The second 24 hours is another story.  By about 36 hours in, my hands usually start to tremble, which makes doing IV care or suctioning very hard.  Then memory lapses start to kick in.  Despite the fact that I color code all my daughter's medications and have extensive tables and charts to make sure I don't mess up, I still make mistakes out of sheer fatigue.  Usually the errors are minor--medications or procedures a little late--but the danger is always there, especially when your child takes large doses of Valium and can't breathe without assistance.  
 
It's also exceptionally hard to perform medical procedures while your healthy two-year-old is pulling on your leg, demanding your attention because you have spent every minute of the weekend caring for her sick sister.  Are nurses in the hospital expected to perform sterile IV care while also holding a two-year-old sibling?  While simultaneously helping a seven-year-old with his science project?  
 
Last weekend my daughter's machines--ventilator, IV pumps, and pulse oximeter--were alarming about every five minutes all night long.  I would lie down for only a few minutes on the air mattress on her floor--the closest I get to a bed all weekend--before waking up to yet another alarm.  Apneas, high respiratory rates, low oxygen levels, low heart rates, air in line, high heart rates.  
 
After doing two full hours of procedures from 1-3am, I finally collapsed on the air mattress.  
 
I slept through seven ventilator alarms.  
 
Luckily none were critical, and I always do wake up if the alarms persist.  But after more than 36 hours of providing intensive care level nursing, what can you expect?  According to studies, after only 17 hours of sleep deprivation, your cognitive function is the same as if you were legally drunk.
 
By about 50 hours my temper is extremely short.  I'm yelling at my toddler, who won't go to bed, while simultaneously crying, giving a nebulizer treatment, and monitoring my daughter's oxygen levels, which keep dropping.  
 
By the time relief finally arrives 53 hours later, I can barely stand up.  I repeat myself three times trying to give the nurse an update on my daughter.  I drag myself up to bed to sleep for the seven hours I have left before we need to be up at 6am the next morning.  I'm asleep in three minutes.
 
I dread the weekends, hoping that both my daughter and I will survive without any major mistakes.  Fortunately, right now I only have to do this two days a week.  If the MFTD Waiver program is cut or restructured significantly, I would have to do this every day or be forced to permanently hospitalize my daughter.  Since no one can do ICU-level care 24 hours a day, every day, without a break, I would have no other option but to hospitalize her permanently. 
 
What we can do is save this program without major restructuring or dramatic budget cuts.  It only costs the state about $15,000 a month to keep my daughter at home, but it would cost them as much as $100,000 a month or more to hospitalize her permanently.
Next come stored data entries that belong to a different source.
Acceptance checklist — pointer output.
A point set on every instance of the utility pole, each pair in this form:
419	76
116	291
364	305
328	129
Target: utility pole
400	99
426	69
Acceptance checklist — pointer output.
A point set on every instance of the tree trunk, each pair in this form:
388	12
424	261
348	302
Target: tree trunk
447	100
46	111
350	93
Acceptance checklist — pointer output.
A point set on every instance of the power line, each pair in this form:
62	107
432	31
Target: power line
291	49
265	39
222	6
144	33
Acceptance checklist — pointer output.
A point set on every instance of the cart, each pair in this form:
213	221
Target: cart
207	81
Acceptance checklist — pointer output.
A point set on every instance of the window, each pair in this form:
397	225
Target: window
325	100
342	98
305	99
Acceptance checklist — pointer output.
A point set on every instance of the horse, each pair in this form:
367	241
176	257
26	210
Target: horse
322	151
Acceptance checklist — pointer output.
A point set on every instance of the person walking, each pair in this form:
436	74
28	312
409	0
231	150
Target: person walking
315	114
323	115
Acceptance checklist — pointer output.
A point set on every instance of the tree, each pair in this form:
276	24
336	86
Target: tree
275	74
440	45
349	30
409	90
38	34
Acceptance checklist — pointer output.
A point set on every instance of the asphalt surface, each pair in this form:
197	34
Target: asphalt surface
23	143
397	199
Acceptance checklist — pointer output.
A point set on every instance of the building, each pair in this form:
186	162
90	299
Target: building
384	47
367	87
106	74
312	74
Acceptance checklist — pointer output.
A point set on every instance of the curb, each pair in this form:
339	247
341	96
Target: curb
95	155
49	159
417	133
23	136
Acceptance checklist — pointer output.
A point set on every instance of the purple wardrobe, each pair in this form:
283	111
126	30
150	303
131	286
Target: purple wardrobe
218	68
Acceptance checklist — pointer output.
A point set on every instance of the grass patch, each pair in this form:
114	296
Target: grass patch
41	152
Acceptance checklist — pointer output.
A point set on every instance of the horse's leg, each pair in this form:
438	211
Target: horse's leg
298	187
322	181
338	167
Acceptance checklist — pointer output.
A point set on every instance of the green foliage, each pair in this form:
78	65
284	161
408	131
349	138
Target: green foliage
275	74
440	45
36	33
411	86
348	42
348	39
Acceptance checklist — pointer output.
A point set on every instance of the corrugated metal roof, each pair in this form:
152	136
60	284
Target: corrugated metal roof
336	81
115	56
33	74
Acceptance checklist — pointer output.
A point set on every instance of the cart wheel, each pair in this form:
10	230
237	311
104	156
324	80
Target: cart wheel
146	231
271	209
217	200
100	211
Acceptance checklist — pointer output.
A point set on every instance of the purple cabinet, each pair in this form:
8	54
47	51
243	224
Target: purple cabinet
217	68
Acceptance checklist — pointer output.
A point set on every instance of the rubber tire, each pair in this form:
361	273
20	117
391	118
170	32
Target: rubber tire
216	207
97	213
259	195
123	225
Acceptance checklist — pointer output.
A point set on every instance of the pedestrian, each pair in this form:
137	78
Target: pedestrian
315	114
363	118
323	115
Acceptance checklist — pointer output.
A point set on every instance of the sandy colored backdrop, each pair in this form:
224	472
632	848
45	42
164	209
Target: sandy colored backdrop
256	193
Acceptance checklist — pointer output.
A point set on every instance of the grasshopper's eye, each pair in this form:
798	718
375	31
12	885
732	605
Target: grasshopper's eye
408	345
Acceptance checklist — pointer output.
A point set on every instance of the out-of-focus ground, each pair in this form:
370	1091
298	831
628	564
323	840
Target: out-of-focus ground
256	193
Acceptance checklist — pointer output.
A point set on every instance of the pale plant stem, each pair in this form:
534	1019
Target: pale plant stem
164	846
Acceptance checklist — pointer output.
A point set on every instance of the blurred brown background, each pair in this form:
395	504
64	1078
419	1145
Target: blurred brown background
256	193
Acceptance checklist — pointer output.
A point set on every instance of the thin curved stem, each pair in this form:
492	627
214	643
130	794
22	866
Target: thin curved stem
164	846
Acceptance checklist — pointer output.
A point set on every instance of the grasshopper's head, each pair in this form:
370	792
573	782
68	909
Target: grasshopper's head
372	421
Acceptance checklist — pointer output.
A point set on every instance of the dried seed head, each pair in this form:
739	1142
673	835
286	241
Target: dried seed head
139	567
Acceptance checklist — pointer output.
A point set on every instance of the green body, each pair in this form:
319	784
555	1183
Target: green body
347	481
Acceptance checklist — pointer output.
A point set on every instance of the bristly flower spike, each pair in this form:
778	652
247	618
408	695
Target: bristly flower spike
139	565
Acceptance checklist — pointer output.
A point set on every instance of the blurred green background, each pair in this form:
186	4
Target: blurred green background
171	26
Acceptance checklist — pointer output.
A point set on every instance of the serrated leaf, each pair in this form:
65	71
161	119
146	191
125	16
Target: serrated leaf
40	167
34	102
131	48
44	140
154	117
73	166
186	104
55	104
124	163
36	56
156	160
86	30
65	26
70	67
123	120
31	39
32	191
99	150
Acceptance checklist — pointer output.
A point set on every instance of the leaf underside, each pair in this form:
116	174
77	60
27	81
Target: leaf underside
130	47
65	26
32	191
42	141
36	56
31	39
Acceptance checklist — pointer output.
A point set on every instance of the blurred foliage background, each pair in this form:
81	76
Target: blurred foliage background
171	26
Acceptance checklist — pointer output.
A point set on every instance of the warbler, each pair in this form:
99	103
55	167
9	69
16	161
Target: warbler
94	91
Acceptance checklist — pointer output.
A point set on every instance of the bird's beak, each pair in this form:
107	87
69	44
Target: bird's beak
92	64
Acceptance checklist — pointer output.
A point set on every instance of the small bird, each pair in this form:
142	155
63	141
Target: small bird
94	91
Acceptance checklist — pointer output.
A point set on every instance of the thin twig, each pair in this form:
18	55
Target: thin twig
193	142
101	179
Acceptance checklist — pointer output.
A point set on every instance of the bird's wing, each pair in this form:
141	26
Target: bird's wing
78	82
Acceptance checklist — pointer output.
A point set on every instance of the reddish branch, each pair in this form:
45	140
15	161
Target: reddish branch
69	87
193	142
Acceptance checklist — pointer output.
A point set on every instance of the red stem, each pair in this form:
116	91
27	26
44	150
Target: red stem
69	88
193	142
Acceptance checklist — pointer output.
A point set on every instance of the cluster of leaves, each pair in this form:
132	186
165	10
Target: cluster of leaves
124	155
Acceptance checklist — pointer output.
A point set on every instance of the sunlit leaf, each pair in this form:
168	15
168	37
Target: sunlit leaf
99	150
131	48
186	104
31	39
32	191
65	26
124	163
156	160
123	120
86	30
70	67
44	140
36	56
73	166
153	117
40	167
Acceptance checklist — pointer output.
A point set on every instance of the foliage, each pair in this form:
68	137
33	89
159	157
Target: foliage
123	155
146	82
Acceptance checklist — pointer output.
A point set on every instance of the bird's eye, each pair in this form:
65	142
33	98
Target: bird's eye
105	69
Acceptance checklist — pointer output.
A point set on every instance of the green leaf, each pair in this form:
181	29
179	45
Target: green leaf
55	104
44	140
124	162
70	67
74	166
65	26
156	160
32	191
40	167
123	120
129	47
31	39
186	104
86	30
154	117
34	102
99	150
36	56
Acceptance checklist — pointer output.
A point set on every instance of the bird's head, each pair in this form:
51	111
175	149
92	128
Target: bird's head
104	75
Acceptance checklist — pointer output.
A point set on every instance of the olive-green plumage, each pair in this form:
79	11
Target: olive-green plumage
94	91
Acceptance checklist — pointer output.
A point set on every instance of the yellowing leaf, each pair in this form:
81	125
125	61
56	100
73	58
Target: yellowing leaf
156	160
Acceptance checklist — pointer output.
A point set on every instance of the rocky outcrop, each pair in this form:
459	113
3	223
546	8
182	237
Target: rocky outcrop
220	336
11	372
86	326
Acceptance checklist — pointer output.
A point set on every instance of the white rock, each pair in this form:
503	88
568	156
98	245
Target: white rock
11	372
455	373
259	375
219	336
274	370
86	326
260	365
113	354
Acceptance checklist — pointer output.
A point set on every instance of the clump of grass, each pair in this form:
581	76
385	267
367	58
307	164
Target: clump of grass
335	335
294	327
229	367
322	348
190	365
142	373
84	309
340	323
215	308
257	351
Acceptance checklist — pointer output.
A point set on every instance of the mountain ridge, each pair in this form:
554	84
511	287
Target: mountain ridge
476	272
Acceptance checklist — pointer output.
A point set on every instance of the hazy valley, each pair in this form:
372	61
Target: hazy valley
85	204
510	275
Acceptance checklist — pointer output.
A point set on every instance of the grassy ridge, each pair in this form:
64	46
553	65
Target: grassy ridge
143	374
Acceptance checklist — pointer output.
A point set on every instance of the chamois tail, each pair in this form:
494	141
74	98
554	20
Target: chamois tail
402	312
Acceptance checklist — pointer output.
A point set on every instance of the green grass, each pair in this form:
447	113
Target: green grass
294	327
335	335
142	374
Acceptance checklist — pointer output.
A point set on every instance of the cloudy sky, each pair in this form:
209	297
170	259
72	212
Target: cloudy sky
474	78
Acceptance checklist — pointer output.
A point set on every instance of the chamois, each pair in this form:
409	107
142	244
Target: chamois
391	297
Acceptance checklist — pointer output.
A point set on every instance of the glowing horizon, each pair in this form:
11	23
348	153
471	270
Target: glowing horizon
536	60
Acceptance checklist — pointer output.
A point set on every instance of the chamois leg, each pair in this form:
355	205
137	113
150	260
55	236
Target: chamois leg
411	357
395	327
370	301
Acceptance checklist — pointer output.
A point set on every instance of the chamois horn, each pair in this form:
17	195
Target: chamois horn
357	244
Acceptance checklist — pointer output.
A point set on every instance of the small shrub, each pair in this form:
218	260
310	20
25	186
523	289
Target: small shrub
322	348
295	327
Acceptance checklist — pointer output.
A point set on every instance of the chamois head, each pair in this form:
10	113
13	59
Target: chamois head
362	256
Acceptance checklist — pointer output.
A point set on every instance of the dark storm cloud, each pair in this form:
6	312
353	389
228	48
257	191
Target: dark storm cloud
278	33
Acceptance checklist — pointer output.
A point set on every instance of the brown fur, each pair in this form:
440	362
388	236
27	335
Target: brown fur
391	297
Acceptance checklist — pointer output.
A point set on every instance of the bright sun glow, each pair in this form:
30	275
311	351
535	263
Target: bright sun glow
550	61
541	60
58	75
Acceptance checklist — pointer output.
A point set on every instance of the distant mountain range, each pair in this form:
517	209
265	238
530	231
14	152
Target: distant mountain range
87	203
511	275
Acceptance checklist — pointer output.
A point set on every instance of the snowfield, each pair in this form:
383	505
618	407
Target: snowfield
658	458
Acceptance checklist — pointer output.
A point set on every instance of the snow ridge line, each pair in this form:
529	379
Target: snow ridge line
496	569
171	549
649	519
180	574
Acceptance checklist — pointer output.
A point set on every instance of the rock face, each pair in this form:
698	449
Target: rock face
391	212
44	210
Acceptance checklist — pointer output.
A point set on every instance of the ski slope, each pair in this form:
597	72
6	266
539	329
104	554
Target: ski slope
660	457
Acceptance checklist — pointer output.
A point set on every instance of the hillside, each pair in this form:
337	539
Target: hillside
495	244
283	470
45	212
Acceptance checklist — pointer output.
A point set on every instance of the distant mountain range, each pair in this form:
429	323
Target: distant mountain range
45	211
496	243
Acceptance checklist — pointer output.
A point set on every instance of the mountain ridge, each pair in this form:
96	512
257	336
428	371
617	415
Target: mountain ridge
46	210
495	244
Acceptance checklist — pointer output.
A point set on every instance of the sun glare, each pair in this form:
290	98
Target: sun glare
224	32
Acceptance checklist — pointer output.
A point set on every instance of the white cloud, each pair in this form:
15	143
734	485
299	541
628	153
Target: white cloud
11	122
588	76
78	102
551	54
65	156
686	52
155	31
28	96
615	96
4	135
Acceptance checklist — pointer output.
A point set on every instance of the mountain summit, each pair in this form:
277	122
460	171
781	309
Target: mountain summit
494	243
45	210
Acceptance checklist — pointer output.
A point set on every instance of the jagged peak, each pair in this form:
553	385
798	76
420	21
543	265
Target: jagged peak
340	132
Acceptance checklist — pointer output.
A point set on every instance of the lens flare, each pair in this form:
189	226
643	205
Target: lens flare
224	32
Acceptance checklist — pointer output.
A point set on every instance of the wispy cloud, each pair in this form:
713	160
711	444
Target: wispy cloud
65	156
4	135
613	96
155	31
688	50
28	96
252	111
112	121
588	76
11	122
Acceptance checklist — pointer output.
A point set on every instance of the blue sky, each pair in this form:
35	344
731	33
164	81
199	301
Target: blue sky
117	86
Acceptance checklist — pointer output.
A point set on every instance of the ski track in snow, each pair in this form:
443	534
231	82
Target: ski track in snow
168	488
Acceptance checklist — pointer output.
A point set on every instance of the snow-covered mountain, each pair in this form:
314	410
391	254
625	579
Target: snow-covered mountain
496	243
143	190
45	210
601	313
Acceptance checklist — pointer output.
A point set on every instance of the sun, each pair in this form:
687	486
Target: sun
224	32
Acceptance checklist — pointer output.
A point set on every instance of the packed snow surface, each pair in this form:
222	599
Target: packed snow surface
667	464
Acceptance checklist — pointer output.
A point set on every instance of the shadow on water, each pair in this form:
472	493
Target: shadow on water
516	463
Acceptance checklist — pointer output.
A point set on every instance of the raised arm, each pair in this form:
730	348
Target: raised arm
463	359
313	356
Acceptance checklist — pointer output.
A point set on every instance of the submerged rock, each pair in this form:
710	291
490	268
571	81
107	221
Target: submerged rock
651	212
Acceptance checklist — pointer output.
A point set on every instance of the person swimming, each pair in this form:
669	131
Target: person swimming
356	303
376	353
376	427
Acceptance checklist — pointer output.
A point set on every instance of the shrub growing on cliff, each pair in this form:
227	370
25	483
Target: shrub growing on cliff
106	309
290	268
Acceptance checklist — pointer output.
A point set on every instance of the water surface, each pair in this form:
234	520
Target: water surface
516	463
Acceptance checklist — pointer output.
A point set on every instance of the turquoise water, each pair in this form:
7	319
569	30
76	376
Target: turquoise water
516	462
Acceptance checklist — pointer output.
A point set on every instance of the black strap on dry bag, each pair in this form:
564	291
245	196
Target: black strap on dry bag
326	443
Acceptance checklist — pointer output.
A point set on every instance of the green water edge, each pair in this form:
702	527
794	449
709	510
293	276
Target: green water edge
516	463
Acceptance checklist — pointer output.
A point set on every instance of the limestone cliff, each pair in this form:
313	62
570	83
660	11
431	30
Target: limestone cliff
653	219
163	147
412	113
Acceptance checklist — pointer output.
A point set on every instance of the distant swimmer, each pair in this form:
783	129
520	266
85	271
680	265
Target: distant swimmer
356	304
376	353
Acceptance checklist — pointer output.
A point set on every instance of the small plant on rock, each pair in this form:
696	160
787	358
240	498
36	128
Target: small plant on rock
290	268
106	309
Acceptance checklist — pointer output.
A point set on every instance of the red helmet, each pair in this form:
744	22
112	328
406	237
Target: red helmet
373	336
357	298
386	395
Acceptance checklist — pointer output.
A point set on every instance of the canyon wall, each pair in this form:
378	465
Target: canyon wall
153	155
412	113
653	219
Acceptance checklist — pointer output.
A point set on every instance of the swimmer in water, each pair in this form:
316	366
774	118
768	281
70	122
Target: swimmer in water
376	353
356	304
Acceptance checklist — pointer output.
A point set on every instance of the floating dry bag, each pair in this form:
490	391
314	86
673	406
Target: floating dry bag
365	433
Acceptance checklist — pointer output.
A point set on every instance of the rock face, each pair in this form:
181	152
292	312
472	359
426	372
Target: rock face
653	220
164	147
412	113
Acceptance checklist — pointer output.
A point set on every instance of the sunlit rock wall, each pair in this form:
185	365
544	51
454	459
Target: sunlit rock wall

How much sense does it make to permanently hospitalize kids at a higher cost instead of letting them live out their natural lives at home with their families?  
 
This is a program that works, that literally saves lives, is fiscally responsible, and keeps families with their children.  While I praise Gov. Quinn for cutting the fraud and fluff out of Medicaid, I hope he won't make the mistake of cutting critical programs that ultimately save the state money.